I'd need to restrict specific GPU models within a VRAM tier for our endpoints when activating workers on a specific endpoint via API. Specifically, we want a 96GB VRAM endpoint that includes "NVIDIA RTX PRO 6000 Blackwell Server Edition" and "NVIDIA RTX PRO 6000 Blackwell Workstation Edition" but excludes "NVIDIA RTX PRO 6000 Blackwell Max-Q Workstation Edition."
We have tried multiple API approaches and couldn't make it work. Are we missing something?

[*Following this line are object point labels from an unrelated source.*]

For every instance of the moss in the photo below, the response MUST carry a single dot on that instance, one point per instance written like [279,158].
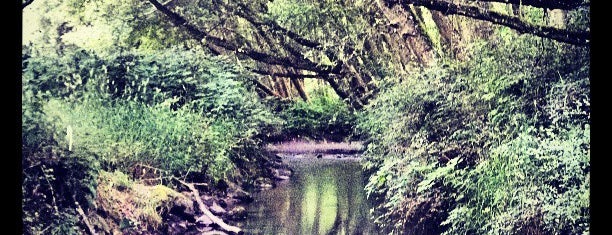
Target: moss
[136,206]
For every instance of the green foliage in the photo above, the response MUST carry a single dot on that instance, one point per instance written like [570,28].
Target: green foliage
[498,144]
[183,112]
[324,116]
[538,181]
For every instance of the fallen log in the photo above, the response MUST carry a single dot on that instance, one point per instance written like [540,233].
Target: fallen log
[216,220]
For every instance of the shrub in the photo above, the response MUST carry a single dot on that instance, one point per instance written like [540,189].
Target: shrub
[324,116]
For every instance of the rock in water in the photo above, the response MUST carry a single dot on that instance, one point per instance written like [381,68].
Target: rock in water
[216,209]
[242,195]
[237,213]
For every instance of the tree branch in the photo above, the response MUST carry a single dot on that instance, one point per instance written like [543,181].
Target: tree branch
[448,8]
[26,3]
[551,4]
[292,75]
[212,41]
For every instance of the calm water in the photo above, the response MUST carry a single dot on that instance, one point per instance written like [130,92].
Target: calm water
[324,196]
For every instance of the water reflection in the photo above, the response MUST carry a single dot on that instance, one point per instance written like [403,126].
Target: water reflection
[325,196]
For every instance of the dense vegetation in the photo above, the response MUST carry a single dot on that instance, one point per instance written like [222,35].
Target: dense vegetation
[497,144]
[475,114]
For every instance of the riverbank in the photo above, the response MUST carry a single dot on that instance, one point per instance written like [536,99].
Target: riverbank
[318,147]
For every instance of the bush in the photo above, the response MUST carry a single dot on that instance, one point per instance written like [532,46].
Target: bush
[324,116]
[497,144]
[183,112]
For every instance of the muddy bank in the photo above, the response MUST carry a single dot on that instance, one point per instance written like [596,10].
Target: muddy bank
[309,147]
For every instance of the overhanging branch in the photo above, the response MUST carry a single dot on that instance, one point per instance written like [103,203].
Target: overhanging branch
[288,75]
[448,8]
[550,4]
[212,41]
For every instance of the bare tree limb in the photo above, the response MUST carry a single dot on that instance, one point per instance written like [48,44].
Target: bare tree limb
[580,38]
[212,41]
[550,4]
[210,215]
[293,75]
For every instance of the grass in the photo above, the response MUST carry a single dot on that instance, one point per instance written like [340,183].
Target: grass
[298,146]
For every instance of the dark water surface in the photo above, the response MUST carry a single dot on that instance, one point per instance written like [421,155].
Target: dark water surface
[324,196]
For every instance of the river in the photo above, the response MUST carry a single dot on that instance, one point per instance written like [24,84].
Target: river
[324,196]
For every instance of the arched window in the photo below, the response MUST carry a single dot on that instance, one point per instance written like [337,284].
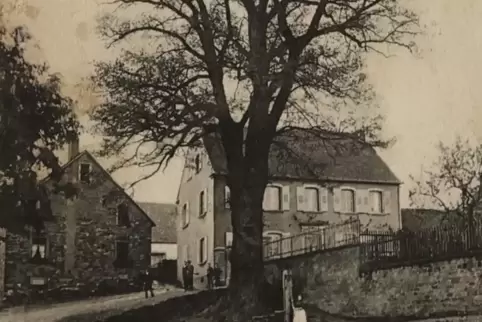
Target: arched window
[198,163]
[376,202]
[272,243]
[312,195]
[347,200]
[272,198]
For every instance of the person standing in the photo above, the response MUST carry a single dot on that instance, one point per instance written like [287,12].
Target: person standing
[217,275]
[148,284]
[185,276]
[190,273]
[210,276]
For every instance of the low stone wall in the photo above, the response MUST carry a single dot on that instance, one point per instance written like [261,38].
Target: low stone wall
[173,308]
[331,282]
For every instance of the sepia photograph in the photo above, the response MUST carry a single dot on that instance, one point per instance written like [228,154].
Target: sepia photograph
[240,160]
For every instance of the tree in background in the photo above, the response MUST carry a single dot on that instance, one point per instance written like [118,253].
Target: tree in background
[248,71]
[35,120]
[453,182]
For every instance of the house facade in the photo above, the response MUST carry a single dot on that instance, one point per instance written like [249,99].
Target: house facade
[324,184]
[164,240]
[99,234]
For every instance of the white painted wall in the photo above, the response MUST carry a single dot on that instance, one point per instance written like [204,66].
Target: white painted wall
[169,249]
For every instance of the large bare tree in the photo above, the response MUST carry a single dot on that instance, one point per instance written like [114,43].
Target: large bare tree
[36,119]
[259,67]
[453,182]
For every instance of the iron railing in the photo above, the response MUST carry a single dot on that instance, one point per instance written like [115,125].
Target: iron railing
[333,236]
[406,248]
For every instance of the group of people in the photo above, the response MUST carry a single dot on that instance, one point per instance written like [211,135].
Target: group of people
[213,276]
[147,282]
[188,276]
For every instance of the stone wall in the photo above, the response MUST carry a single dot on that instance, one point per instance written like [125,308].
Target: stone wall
[81,241]
[331,282]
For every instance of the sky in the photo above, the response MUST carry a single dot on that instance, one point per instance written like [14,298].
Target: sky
[429,97]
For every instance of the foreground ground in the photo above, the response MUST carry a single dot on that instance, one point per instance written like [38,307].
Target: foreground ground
[97,308]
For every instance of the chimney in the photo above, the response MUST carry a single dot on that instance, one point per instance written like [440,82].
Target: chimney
[73,147]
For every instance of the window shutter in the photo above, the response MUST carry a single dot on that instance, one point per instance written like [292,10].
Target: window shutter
[266,199]
[229,239]
[286,245]
[300,202]
[227,196]
[336,199]
[286,198]
[361,206]
[387,198]
[181,216]
[205,250]
[208,200]
[188,213]
[185,252]
[323,195]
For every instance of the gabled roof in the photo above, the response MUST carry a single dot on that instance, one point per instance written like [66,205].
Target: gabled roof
[164,215]
[98,165]
[302,154]
[416,219]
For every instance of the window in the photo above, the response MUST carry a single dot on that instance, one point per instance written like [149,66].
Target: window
[314,237]
[312,197]
[123,215]
[228,239]
[84,174]
[227,197]
[185,215]
[39,246]
[376,201]
[202,203]
[202,251]
[122,253]
[272,243]
[37,281]
[198,163]
[272,198]
[347,200]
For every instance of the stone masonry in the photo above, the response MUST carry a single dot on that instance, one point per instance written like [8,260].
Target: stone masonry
[331,282]
[81,241]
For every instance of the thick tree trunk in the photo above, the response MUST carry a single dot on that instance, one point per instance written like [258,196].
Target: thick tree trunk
[247,159]
[247,269]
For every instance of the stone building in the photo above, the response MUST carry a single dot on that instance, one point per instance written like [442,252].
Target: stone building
[164,240]
[98,234]
[316,183]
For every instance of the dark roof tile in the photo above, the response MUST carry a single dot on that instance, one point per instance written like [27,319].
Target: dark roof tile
[315,156]
[164,216]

Attempt 1 — REST POST gpuTypeIds (create new endpoint):
POST https://rest.runpod.io/v1/endpoints
{
"name": "...",
"templateId": "...",
"gpuTypeIds": ["NVIDIA RTX PRO 6000 Blackwell Server Edition", "NVIDIA RTX PRO 6000 Blackwell Workstation Edition"],
"workersMin": 0,
"workersMax": 2,
"idleTimeout": 5,
"scalerType": "QUEUE_DELAY",
"scalerValue": 4
}
Result: HTTP 500 — "gpuId(s) is required for a gpu endpoint" — the REST POST internally wraps a GraphQL saveEndpoint mutation which requires a gpuIds tier preset field that is not exposed in the REST schema.
Attempt 2 — REST POST with gpuIds added:
Adding "gpuIds": "GPU_96GB" to the body above.
Result: HTTP 400 — "Extra input keys provided: 'gpuIds'" — the REST schema explicitly rejects this field, yet internally requires it.
Attempt 3 — REST PATCH gpuTypeIds (update existing endpoint):
PATCH https://rest.runpod.io/v1/endpoints/{id}
{ "gpuTypeIds": ["NVIDIA RTX PRO 6000 Blackwell Server Edition", "NVIDIA RTX PRO 6000 Blackwell Workstation Edition"] }
Result: HTTP 200, success response. However, the endpoint's GPU configuration in the dashboard is unchanged — the VRAM tier cluster still shows all three GPU variants and the individual GPU types filter remains empty. The field is accepted but has no effect on actual GPU allocation.
Attempt 4 — GraphQL saveEndpoint with individual GPU model names:
Using gpuIds with individual model name strings instead of tier preset IDs. These are silently ignored and the endpoint reverts to the tier preset.